Standing beside Patrick with an amused grin on her face was Patrick’s book publicist. “Wow, that was like something out of a Hallmark movie,” Ashley Drake said through glossy lips that were the perfect shade of peach. “Patrick to the rescue.” She smiled in amusement, not jealousy. I’d only met her once at a New Year’s Eve party and had immediately liked her. In all honesty, I wished I hadn’t. Ever since moving to Montauk, when I first found melancholy verses of poetry etched in the sand next to my rental cottage, I’d felt a kinship with Patrick Seaton that bordered on attraction. But then, there had always been Cole . . .
Patrick was a New York Times bestselling author of corporate thrillers. After a drunk driver killed his young wife and child, he moved to Montauk and lived in a solitary cottage on a cliff above the ocean. Based on our few meetings, the books he’d written, and the lines of poetry he left in the sand, I thought I had some insight into his soul. I recalled when I used to watch him walking the beach in front of my old cottage rental, head down, looking inconsolable.
Recently, I’d seen a change in the way he carried himself and in his choice of words he’d left in the sand.
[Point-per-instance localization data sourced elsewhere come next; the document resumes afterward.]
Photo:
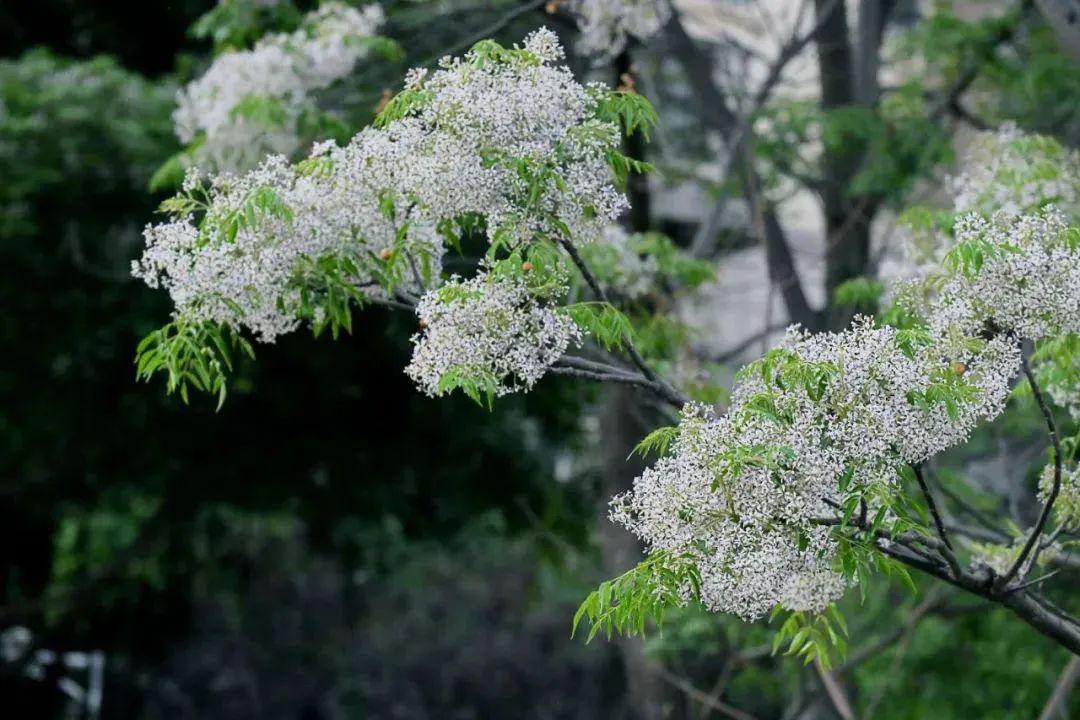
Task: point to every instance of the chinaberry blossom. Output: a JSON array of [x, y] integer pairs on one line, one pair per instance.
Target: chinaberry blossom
[[742, 493], [1011, 172], [248, 103], [501, 140], [606, 25], [487, 327]]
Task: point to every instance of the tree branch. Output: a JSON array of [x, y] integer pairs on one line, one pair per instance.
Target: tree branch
[[669, 393], [1030, 547]]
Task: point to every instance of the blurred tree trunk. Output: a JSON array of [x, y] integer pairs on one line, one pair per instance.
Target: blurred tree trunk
[[848, 215], [619, 410]]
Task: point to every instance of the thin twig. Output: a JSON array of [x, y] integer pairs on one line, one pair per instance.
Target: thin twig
[[670, 394], [1030, 547]]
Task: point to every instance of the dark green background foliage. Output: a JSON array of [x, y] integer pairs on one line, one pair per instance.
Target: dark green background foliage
[[332, 544]]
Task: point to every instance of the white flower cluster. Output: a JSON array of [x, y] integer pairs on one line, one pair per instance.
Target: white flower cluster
[[486, 120], [1067, 505], [620, 266], [247, 104], [503, 135], [487, 327], [1017, 273], [741, 492], [606, 25], [1009, 171], [244, 263]]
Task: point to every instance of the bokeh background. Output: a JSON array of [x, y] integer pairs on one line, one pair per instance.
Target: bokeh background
[[332, 544]]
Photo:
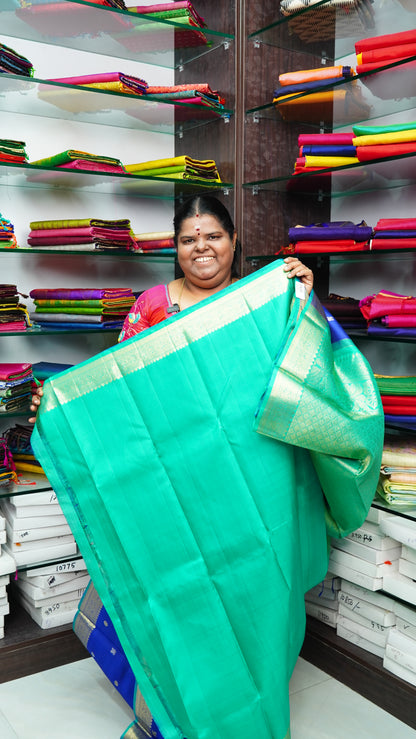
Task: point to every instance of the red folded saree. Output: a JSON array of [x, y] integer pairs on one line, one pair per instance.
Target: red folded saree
[[386, 40], [383, 151], [310, 247], [386, 303], [384, 224], [392, 244], [343, 139], [403, 321]]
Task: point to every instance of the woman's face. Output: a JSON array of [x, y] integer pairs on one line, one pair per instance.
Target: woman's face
[[205, 251]]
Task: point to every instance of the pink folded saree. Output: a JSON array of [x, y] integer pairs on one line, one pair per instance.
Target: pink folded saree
[[386, 303], [392, 244], [386, 40], [385, 224]]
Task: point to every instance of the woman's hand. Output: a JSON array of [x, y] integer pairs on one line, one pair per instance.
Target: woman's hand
[[36, 400], [295, 268]]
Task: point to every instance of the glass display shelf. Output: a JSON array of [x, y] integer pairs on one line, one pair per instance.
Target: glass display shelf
[[353, 179], [317, 29], [112, 32], [139, 256], [38, 331], [36, 176], [389, 90], [346, 257], [37, 97], [63, 565], [28, 483]]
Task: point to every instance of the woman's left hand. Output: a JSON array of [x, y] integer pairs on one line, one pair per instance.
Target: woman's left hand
[[294, 268]]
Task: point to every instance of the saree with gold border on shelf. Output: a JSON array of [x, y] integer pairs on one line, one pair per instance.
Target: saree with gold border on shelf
[[201, 466]]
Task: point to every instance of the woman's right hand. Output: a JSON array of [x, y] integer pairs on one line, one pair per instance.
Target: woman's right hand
[[36, 400]]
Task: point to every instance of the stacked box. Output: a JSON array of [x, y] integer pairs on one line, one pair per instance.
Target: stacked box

The verses were more upbeat, bordering on sunny and downright positive. I wondered if Ashley Drake had anything to do with it.
Admittedly, he and not Claire, my next-doo
r neighbor, friend, and a renowned poet, was the reason I joined the Dead Poets Society Book Club. But I would never tell Claire that little fact. It was too soon to think of anything romantic where Patrick was concerned. I was definitely on the rebound. However, there was a connection between Patrick and me that sizzled in the air whenever we met. I just didn’t know if he and Ashley felt that same connection.
“Mr. Seaton!” Elle said. “Thank heavens you were there to catch Meg.”
“Call me Patrick, please,” he said, running his long-fingered hands through his tousled dirty blond hair. The color of his eyes changed with his surroundings. Sometimes they were blue, sometimes green. Or, like today, a shade that matched the fog-drenched sky.
Elle had met Patrick for the first time at Claire’s New Year’s Eve party, then again at the wrap party for the pilot episode of Mr. & Mrs. Winslow. When Elle had found out last December that Patrick was the screenwriter for Mr. & Mrs. Winslow, she’d said, “Wow! What are the chances?” Insinuating that Patrick and I were star-crossed lovers.
It seemed the universe did keep bringing us together.
I glanced over at Elle’s face. I could tell she was oiling her fixer-upper gears, and I wasn’t referring to vintage furniture fixing up. Now that she’d hit the matrimony trail, she was determined to drag me along with her.
“Megan,” Ashley said, “I’m so happy we, or should I say Patrick, literally ran into you. I’ve finally found a cottage in Montauk that I would love to have your company decorate. I’d adore it if you’d come by before I sign the papers at Sand and Sun Realty with your wonderful friend Barb. By the way, thank you for that. It’s not on the ocean like Patrick’s”—she smiled at him—“it’s on Lake Montauk and there’s a hill view of both the ocean and the sound.” She waved her left hand in the air and I noticed an unusual ring on her finger. Her ring finger. An exquisite ring. A large amber cabochon topped a gold band resembling a filigree coral reef. I’d never seen anything like it. Had Patrick given it to her?